Elisa — Knowledge Agent
Elisa is the team's course content specialist. Got a question about a specific lesson, a concept from a video, or something from the course documents? She'll find it, cite the source, and give you a clear answer.
Elisa is powered by Claude Sonnet 4.6 and uses RAG (Retrieval-Augmented Generation) with pgvector to search across all course materials before answering.
Role
Elisa handles all questions related to course content and knowledge base materials. She doesn't just guess — she searches through the actual source materials first and builds her answer from what she finds. If a topic was covered in lesson 7 of module 3, she'll tell you that.
Personality
Elisa is friendly and structured. She keeps her answers well-organized and casually mentions where things come from — "This was covered in lesson 4 of the Sales module, around the 12-minute mark." She's helpful without being overwhelming.
How it works
When Elisa receives a question, she follows a structured pipeline to find the best answer:
Step 1: Generate embedding
The question is converted into a vector embedding using OpenAI's embedding model. This captures the semantic meaning of what you're asking, not just keywords.
Step 2: Unified search
The embedding is used to perform a similarity search across all knowledge sources simultaneously using pgvector. This includes:
- Video transcripts — with timestamps, so Elisa can point you to the exact moment in a video
- Documents — PDFs, guides, and other written course materials
- Resources — links, prompts, templates, and reference texts
The search returns the most relevant chunks from across all sources, ranked by similarity.
Step 3: Generate answer
The relevant context chunks and your original question are sent to Claude, which generates a comprehensive answer grounded in the actual source material.

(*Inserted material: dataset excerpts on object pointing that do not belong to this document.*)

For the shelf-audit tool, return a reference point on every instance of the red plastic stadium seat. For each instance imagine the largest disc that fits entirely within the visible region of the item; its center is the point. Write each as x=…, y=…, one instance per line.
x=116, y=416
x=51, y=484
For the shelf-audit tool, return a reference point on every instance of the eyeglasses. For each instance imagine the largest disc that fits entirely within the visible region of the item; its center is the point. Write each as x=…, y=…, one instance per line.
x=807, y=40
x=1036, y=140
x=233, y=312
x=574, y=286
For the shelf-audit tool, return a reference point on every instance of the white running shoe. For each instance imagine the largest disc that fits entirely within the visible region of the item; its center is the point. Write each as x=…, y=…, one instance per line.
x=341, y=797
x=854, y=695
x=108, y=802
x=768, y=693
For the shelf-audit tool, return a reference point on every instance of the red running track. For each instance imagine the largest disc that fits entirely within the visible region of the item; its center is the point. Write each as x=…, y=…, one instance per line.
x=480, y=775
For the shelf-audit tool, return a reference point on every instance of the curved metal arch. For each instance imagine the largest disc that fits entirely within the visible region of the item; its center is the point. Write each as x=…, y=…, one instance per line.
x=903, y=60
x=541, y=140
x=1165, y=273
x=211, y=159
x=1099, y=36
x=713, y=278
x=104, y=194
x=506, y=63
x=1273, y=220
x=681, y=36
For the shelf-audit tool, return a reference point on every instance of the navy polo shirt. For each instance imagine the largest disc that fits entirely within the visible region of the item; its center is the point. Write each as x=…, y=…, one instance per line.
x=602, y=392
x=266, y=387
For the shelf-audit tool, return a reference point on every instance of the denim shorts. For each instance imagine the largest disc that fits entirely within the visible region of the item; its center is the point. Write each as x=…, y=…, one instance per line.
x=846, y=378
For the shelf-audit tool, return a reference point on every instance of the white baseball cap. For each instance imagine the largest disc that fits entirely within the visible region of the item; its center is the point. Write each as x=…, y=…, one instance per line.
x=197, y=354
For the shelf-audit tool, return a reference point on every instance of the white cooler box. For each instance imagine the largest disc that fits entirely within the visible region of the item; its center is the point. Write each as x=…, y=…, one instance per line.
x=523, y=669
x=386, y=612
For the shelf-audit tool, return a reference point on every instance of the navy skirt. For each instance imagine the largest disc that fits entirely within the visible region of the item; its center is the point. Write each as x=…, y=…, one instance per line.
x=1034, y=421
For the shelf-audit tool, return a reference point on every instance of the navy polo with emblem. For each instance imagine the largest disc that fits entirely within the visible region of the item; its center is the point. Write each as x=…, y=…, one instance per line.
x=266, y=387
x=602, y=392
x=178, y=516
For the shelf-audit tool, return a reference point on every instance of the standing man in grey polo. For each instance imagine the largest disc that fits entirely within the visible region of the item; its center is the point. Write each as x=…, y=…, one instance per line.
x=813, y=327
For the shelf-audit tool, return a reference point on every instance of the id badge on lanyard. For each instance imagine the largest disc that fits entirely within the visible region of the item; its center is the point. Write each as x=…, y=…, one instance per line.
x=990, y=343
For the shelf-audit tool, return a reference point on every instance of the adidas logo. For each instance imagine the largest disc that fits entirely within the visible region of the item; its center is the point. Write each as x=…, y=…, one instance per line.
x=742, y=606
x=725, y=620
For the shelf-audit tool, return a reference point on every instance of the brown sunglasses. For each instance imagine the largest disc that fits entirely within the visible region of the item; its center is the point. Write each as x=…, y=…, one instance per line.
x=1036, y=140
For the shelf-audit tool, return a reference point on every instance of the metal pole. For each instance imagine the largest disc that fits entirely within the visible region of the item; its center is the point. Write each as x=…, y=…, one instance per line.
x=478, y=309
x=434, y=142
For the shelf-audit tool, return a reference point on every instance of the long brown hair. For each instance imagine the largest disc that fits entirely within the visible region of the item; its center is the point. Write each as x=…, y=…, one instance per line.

Step 4: Clarification (if needed)
If your question is too vague or could mean multiple things, Elisa will ask for clarification instead of guessing.
- Name
ask_clarification- Type
- tool
- Description
Used when Elisa needs more context to give you a useful answer. Instead of returning a generic response, she'll ask a specific follow-up question to narrow things down.
Sources
Elisa searches across three types of content:
Video transcripts
Full transcripts of all course videos, broken into chunks with timestamps. When Elisa references a video, she'll include which lesson it's from and roughly where in the video the topic is discussed.
Documents
Written course materials like PDFs, worksheets, and guides. These are chunked and indexed the same way as video transcripts.
Resources
Supplementary materials including links, prompts, templates, and reference texts. These are often shorter pieces of content that support the main lessons.
Example interaction
Here's what it looks like when you ask Elisa a course-related question. Alfred routes the message, Elisa does her search, and you get back a sourced answer.
You: "How should I structure a product launch email sequence?"
Elisa searches the knowledge base, finds relevant content in the email marketing module, and returns an answer with source references.
Request
curl -X POST https://api.dealdome.eu/query \
-H "Authorization: Bearer {token}" \
-H "Content-Type: application/json" \
-d '{"message": "How should I structure a product launch email sequence?"}'
Response
{
"response": "Great question! According to Elisa, this is covered in detail in the Email Marketing module, lesson 3 (around 8:30). The recommended structure is: 1) Teaser email 3 days before launch, 2) Launch day announcement with the main offer, 3) Social proof email on day 2 with early results, 4) FAQ / objection handling on day 3, and 5) Final reminder with urgency on the last day. The key takeaway from the lesson is to focus each email on one single idea — don't try to cram everything into one message.",
"agent": "alfred",
"delegated_to": "elisa",
"sources": [
{
"type": "video_transcript",
"module": "Email Marketing",
"lesson": 3,
"timestamp": "8:30"
},
{
"type": "document",
"title": "Launch Sequence Template",
"module": "Email Marketing"
}
]
}
When Elisa asks for clarification
If a question is too broad, Elisa won't just wing it. For example:
You: "How does that thing with the emails work?"
Elisa: "Could you be a bit more specific? Are you asking about the email sequence structure, the technical setup with your email provider, or the copywriting templates from the course?"
This way you get a focused, useful answer instead of a vague overview.